The president described the benefits of war and his administration's commitment to it by assuring his listeners that "all of us will live in a safer world" if we stay the course in Iraq and complete the war effort. The United States and all "civilized nations" would "continue to take the fight to the terrorists" and "defeat the terrorists on the battlefield." As for free trade, Bush explained that the United States would also defeat the terrorists by fighting poverty and "the surest path to greater wealth is greater trade. . . . By expanding trade, we spread hope and opportunity to the corners of the world, and we strike a blow against the terrorists. . . . Our agenda for freer trade is part of our agenda for a freer world."

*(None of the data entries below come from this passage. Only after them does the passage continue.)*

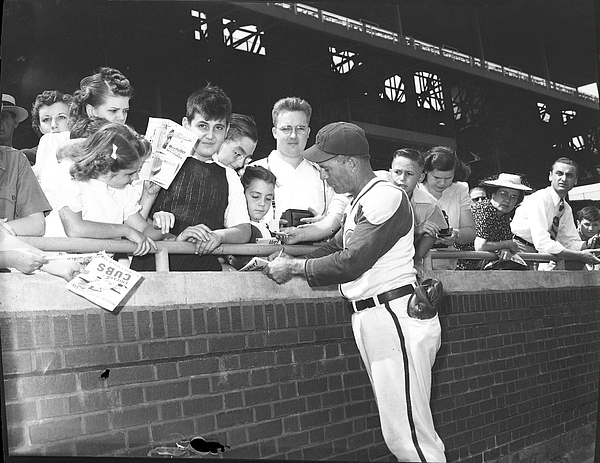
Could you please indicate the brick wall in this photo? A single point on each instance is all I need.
(516, 376)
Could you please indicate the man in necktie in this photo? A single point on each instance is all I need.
(544, 221)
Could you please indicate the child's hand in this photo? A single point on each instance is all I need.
(163, 221)
(25, 260)
(144, 244)
(6, 228)
(151, 189)
(64, 268)
(203, 237)
(315, 218)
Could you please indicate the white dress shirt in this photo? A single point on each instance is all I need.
(533, 219)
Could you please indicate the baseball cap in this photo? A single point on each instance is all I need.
(9, 104)
(338, 139)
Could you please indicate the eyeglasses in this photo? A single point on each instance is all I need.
(288, 129)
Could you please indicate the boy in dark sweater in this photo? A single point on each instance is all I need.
(206, 199)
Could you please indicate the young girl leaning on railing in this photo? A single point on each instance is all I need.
(99, 200)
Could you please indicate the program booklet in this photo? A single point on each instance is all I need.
(105, 282)
(256, 263)
(172, 144)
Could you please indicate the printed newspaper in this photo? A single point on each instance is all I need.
(105, 282)
(172, 144)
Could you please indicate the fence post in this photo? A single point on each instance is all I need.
(162, 260)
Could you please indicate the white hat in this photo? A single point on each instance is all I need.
(513, 181)
(10, 105)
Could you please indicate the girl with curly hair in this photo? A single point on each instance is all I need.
(99, 201)
(104, 94)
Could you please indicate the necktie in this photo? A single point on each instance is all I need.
(556, 219)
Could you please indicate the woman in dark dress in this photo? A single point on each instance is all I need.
(492, 216)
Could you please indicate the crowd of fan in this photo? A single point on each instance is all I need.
(82, 181)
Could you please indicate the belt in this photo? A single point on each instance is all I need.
(524, 241)
(382, 298)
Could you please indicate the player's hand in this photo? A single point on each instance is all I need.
(279, 270)
(427, 227)
(144, 244)
(26, 260)
(163, 221)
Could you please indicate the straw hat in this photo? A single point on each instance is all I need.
(513, 181)
(10, 105)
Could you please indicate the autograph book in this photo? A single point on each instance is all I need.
(106, 282)
(172, 144)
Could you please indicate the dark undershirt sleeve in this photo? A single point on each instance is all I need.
(364, 247)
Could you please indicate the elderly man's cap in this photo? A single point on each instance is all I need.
(338, 139)
(10, 105)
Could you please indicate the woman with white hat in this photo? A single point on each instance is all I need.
(493, 216)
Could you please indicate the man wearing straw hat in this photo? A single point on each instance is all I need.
(371, 258)
(12, 116)
(544, 220)
(23, 205)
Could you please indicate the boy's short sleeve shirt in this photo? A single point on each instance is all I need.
(237, 210)
(20, 192)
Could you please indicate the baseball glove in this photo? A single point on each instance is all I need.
(426, 299)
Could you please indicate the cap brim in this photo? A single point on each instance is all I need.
(315, 154)
(507, 185)
(21, 113)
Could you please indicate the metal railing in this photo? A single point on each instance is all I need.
(88, 245)
(454, 55)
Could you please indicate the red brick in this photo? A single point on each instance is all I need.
(55, 430)
(172, 323)
(95, 424)
(128, 330)
(139, 437)
(43, 331)
(158, 324)
(226, 343)
(25, 339)
(265, 430)
(17, 413)
(261, 395)
(171, 410)
(197, 345)
(16, 362)
(202, 405)
(89, 402)
(46, 385)
(133, 416)
(185, 317)
(163, 349)
(282, 337)
(104, 444)
(95, 329)
(167, 390)
(77, 324)
(97, 356)
(166, 431)
(289, 407)
(234, 418)
(201, 366)
(229, 381)
(111, 327)
(165, 371)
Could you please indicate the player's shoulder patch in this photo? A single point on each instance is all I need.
(382, 201)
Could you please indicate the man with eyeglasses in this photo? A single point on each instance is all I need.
(299, 185)
(477, 194)
(371, 259)
(544, 220)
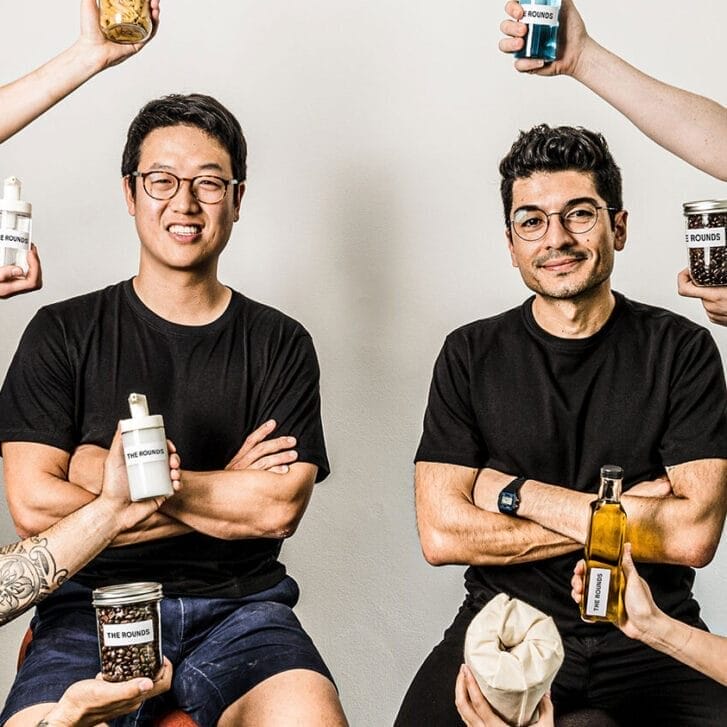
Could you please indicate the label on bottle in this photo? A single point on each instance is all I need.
(707, 237)
(540, 14)
(141, 632)
(143, 453)
(16, 239)
(598, 588)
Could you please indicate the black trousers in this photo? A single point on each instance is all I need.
(634, 684)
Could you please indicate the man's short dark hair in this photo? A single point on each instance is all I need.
(559, 149)
(195, 109)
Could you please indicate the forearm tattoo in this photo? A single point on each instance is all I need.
(28, 573)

The agenda has been refined by President Bush and leading members and allies of his administration over decades, dating back most notably to the administration of his father, George Herbert Walker Bush. Its leading framers include men who served in the administrations of both father and son, such as Dick Cheney, Donald Rumsfeld, Paul Wolfowitz, Zalmay Khalilzad, Robert Zoellick, and Scooter Libby. Decades of joint writing, refining, and advocating for a set of clear economic and military principles reached its fullest articulation and most aggressive implementation under the administration of George W. Bush -- what I call "The Bush Agenda." This agenda predates the current president, however, and its advocates certainly hope it will outlast him.